And each of us has our patterns of how we respond to stress.
And some of us go into neurotic busy doing,
and some of us freeze or then eat a lot of food to kind of quiet it down,
and some of us get blaming the other person that's not doing there.
We each have our strategies, right?
We do.
Then what happens as we start waking up
and wanting to really be a more free,
open-hearted being is the next level of Shampa is we start really disliking ourselves for our Shampa.
That's Shampa on Shampa. Shampa squared. It's really deadly. It's really hard. In the Buddhist tradition,
there's a story where the Buddha's teaching one of his disciples and he's saying, you know, if I
shot you with an arrow, what would you do? And basically he says, you wouldn't then shoot, oh, if you shot
yourself in a arrow. You wouldn't shoot yourself with another arrow out of anger at yourself
for shooting yourself with an arrow. You wouldn't add the second arrow of blame, right? So it is,
and then he goes on to say that when there is pain, it's inevitable, but suffering is optional.
Imperfection is inevitable that we get this shempa, this stuckness, this reactivity. It's inevitable
that we each have strategies to calm ourselves down.
to try to get what we want.
That's inevitable.
It's optional whether we then add on the shampa of bad person,
something's wrong with me, I'm not okay.
Notice when you pause, if you really check inside,
if the undercurrent deep down is a sense of in some way
personally falling short, failing.
So there's stress.
There's the reaction.
to the stress and then there's a reaction to the reaction. And one of the most powerful things
you can do as you begin to pause and check in a sense, what's the attitude I have right now?
Is there an attitude of I'm blowing it, I'm failing, something's wrong with me? Check. Because if that
gets included in the light of awareness, there's a dissolving of some of the Shempah. There's a freedom
to sense presence again.
the underlying principle I'm talking about has to do with karma
that everything that we do
creates the seeds or the ground for what our future experience
that this causes that
so each time we believe anxious thoughts
our judgments each time we speed around overdoing
or criticizing we're setting the grounds for more anxiety
and that the way that we change our karma
our karma, if you feel stuck in a pattern of chronic anxiety or chronic depression or chronic
feelings of woundedness or victimization, you fuel it by continuing to have the same thoughts
and behaviors. How do we cut the chain? How do we wake up from the trance of stress and
reactivity? To pause and notice what's happening in the moment. To stop. To see, to see,
take the risk to begin to make friends with what's right here rather than acting out of what's here.
There's a place in the bull ring where the bull feels absolutely safe.
If he can reach this place, he stops running and can gather his strength, get renewed.
He's no longer afraid.
From the perspective of the opponent, the bull becomes dangerous.
The job of the Matador is to be sure the bull does not have time to occupy this place of wholeness.
Okay, so in the bowl room, there's a place in the bullring where if the bull can get there,
there's a kind of power and safety.
It's called carancia.
As human beings, carensia is within us.
every one of us has a kind of still place, a wholeness, a place of heart and presence
that if we can pause in the midst of stress and instead of play out our strategy,
which just keeps the karma rolling, right?
If we can pause and find cadencia, that's the presence, the awakeness,
the tenderness of being right here, if we can do that, then we can do that, then we can,
actually have found the gateway to wholeness. We have broken the pattern of stress and reactivity.

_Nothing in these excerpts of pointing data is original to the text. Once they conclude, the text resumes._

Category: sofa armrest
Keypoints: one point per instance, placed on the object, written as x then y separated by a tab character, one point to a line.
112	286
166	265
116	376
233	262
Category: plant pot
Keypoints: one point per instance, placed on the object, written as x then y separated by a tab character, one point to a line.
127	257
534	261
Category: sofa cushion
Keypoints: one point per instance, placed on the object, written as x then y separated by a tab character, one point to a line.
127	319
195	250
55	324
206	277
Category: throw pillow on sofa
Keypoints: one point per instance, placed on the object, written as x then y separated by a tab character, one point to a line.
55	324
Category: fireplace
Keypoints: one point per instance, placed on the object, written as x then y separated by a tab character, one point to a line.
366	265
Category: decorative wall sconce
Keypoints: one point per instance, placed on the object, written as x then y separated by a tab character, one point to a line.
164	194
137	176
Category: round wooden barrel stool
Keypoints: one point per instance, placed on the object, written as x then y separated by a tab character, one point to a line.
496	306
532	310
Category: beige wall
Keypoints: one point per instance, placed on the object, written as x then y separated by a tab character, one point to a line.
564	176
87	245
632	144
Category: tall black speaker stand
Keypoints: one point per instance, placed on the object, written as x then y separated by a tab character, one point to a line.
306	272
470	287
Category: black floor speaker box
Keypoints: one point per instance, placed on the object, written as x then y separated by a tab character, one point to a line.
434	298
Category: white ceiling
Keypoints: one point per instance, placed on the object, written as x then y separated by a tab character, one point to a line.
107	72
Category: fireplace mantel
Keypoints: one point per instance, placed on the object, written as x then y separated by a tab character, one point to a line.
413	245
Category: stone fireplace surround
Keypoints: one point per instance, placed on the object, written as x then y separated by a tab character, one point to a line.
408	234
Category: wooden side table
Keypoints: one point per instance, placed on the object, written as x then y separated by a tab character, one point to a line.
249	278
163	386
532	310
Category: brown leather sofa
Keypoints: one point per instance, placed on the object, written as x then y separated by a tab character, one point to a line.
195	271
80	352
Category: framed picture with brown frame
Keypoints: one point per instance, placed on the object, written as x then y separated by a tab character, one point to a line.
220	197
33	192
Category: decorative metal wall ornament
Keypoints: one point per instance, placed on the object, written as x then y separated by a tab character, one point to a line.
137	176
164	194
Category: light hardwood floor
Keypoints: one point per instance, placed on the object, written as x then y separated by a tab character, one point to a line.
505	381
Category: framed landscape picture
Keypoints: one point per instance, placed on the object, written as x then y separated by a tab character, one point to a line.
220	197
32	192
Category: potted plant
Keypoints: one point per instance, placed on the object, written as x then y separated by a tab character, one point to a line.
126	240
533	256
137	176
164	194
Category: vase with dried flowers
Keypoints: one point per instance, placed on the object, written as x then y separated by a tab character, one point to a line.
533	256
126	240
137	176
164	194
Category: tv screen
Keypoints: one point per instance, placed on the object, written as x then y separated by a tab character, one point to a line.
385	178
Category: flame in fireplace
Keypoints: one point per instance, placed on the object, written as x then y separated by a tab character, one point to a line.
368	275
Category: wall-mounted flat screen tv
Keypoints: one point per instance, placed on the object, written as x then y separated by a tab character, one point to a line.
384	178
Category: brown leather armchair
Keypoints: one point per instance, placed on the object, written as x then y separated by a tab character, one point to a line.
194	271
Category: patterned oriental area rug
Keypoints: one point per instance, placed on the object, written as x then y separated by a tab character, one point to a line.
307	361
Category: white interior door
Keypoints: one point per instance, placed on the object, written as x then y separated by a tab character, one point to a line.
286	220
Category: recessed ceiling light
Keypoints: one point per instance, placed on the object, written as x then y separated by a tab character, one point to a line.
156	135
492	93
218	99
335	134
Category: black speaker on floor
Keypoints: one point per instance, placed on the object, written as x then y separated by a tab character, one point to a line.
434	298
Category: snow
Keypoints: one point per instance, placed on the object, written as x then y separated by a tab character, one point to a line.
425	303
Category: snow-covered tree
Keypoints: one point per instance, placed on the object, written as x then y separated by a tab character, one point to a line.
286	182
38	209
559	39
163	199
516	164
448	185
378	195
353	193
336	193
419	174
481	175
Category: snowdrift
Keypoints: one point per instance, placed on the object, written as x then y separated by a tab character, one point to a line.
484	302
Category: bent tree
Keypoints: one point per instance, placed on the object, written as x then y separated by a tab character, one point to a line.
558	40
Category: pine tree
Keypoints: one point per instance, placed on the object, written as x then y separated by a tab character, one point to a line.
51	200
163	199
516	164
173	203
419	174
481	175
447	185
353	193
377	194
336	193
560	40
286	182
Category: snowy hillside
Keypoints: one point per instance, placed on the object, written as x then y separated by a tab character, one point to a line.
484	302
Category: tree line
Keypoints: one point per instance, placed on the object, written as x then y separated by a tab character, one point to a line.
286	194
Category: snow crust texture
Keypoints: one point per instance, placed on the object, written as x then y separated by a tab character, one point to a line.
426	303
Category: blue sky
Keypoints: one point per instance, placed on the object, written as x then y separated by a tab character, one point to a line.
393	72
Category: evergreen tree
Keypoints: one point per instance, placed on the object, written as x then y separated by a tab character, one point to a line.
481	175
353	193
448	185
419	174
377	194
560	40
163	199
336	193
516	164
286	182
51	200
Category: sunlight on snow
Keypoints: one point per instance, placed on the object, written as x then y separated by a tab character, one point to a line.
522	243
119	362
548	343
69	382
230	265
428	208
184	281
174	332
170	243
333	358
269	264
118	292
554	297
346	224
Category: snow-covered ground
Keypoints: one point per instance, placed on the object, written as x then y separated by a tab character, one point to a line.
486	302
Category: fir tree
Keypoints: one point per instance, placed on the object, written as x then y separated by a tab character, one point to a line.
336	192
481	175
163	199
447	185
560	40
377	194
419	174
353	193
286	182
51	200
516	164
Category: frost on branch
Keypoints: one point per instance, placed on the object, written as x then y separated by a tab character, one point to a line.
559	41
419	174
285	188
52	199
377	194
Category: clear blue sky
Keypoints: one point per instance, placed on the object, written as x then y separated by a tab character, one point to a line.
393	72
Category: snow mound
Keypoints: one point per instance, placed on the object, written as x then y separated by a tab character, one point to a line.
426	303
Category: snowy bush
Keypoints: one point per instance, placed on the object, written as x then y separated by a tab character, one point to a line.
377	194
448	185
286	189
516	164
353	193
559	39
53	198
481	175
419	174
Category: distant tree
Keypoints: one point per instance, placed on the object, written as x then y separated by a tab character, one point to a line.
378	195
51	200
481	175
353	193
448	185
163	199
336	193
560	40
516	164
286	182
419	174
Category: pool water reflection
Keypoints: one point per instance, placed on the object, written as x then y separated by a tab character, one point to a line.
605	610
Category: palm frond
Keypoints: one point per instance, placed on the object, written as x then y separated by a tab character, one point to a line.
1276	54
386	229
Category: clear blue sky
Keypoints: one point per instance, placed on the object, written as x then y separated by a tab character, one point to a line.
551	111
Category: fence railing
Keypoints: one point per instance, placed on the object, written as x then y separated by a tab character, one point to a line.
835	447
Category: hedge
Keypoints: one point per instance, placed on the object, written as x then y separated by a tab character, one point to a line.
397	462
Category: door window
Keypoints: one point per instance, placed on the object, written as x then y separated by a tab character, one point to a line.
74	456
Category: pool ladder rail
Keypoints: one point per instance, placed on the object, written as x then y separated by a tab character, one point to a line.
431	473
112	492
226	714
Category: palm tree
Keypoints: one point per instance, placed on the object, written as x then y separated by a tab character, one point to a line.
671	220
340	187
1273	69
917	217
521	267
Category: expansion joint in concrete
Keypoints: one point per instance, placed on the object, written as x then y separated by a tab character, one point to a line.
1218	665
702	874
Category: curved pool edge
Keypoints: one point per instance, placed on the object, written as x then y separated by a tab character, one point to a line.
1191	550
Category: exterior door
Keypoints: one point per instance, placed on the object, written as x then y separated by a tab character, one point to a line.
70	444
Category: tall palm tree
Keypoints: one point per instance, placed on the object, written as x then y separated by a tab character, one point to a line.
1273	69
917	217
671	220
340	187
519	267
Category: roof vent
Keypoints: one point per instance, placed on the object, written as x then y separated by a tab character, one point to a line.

So the bottom line is that our karma continues in a kind of tight, anxious, selfing way when we
play out the same patterns and we cut through it when we can pause and begin to relax with
what's unrelaxed. Begin to be not anxious about what feels not okay. Give you an example that
really touched me, which was that the Dalai Lama was being interviewed a few years ago by a
psychologist for his book, Art of Happiness. And the question that the interviewer asked was,
did he have any experiences of guilt or remorse? And he said, guilt, but remorse, maybe. And then
he told a story, and he told a time of when an elderly monk
had asked him about doing some yoga exercises
that were designed for young people.
And the Dalai Lama recommended to this elderly monk
that he not do them because he was too old for them.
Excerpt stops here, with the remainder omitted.